Posts tagged ‘algorithm’

November 14, 2014

LOL targeted search

YouTube is something of a cesspool, with pockets of exceptional quality here and there. Even the higher quality videos have an ephemeral aspect, mysteriously vanishing or being marked Private, from one day to the next. Others succumb to the more prosaic, account suspended due to multiple copyright violations. Illegal uploads of major recording label artists abound, or did. YouTube is also becoming a go-to destination for low-fidelity live concert recordings.

There’s no shortage of fee-based alternatives, so I’m not complaining.

YouTube LOL search algorithm

Google Research developed an aLOLgorithm, “Quantifying comedy on YouTube: why the number of o’s in your LOL matter” to measure YouTube videos’ hilarity. Let’s just refer to it as the LOLgorithm, for my ease of typing. Initially, I thought it was a prior year’s April Fool’s Day post. It isn’t!

I watched three of the five most LOL inducing videos, as determined by the humor-seeking LOLgorithm.

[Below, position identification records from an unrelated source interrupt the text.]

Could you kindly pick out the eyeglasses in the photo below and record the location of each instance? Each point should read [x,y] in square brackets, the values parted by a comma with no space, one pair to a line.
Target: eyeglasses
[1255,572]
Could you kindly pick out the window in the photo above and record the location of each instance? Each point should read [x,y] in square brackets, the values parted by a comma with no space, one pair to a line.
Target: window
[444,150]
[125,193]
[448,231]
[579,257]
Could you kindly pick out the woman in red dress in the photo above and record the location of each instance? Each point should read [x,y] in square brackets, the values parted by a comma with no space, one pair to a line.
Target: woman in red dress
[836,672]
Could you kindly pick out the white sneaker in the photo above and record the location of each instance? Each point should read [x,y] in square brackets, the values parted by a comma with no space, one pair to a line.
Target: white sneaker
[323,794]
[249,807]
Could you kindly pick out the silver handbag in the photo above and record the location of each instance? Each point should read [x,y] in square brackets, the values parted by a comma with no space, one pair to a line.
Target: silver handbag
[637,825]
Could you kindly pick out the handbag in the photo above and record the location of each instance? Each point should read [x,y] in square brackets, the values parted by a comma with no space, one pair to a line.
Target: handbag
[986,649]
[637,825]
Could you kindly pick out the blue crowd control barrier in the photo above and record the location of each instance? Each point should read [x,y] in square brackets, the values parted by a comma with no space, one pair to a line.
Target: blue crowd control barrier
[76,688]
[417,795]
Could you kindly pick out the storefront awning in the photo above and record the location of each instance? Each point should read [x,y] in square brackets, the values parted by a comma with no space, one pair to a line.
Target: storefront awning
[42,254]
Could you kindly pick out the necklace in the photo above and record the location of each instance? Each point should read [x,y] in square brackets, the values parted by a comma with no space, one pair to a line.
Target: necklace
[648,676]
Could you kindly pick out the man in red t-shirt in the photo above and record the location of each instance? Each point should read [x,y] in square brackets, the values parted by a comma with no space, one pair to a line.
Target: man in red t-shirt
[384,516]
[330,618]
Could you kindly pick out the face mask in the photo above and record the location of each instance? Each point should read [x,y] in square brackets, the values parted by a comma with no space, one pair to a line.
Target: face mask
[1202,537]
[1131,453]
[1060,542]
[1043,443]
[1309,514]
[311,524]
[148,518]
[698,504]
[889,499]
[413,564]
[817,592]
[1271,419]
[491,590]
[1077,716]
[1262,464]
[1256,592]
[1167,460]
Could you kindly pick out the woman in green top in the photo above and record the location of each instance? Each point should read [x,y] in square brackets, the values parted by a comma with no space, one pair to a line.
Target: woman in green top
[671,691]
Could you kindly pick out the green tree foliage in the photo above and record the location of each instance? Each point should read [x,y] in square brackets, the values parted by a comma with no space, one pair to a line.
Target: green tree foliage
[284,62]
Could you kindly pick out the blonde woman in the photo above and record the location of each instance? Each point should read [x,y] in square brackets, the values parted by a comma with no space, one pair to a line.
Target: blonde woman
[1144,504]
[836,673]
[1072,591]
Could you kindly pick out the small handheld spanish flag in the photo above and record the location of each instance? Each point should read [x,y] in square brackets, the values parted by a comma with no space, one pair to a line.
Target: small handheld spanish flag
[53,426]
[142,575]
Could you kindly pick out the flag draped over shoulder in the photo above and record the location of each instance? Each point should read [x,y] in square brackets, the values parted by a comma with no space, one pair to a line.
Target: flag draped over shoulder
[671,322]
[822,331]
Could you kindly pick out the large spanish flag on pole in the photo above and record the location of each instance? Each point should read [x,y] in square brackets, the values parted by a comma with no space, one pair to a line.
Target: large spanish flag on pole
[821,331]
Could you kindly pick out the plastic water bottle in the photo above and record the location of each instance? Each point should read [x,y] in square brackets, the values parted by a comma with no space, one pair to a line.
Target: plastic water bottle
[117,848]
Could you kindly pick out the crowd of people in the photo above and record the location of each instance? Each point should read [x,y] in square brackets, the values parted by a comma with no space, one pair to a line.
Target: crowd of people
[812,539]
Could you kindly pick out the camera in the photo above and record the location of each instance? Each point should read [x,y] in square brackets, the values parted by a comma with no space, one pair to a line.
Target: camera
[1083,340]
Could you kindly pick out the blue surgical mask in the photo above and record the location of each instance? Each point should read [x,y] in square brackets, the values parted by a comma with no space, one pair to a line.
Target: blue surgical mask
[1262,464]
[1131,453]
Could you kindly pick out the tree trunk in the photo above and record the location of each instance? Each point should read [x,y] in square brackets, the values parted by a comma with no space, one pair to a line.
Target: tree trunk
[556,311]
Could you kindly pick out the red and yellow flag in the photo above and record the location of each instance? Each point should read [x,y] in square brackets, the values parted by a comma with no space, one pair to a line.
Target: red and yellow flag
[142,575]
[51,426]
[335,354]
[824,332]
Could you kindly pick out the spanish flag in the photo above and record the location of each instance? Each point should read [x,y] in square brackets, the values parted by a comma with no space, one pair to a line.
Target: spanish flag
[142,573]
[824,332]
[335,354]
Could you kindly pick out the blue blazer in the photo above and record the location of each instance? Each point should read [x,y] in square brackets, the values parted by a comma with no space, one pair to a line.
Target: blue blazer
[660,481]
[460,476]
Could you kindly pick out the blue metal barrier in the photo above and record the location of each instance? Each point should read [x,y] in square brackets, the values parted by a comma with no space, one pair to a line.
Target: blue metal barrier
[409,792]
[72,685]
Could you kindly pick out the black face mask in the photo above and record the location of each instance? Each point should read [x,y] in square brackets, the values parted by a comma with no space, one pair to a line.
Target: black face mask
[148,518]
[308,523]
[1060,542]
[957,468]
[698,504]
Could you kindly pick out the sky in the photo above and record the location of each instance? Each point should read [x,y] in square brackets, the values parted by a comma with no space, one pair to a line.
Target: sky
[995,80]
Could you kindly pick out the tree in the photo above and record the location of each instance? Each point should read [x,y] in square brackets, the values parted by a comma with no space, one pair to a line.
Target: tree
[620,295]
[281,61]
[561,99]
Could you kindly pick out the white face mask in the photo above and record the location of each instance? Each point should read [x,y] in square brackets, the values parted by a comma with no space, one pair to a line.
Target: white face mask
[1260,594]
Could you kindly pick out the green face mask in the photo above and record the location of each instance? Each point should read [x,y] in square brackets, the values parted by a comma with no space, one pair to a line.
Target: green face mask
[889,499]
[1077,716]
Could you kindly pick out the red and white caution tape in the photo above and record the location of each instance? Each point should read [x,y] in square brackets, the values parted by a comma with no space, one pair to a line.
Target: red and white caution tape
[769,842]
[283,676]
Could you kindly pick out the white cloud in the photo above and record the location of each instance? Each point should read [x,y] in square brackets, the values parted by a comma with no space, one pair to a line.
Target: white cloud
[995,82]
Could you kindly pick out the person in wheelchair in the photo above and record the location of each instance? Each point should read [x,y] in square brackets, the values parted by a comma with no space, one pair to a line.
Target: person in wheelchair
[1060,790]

I was pleasantly surprised. The LOLgorithm selected videos with themes having universal appeal: A fisherman arguing with a grizzly bear, Annoying Orange, and a charming (well, sort of) video about an Italian man’s language misunderstandings while vacationing in Malta.

Discovery is challenging

Google began by identifying the humorous videos, which is easier said than done.  YouTube’s search engine is not the greatest. I have two theories about that.

First: YouTube was an acquisition. Yes, I realize that many Google services are. There was, still is, a Google Video media player, which offers a better user experience. YouTube just seems… unstable, kludgy. I think, but am not certain, that it crashes less often now with HTML5 than with Adobe SWF.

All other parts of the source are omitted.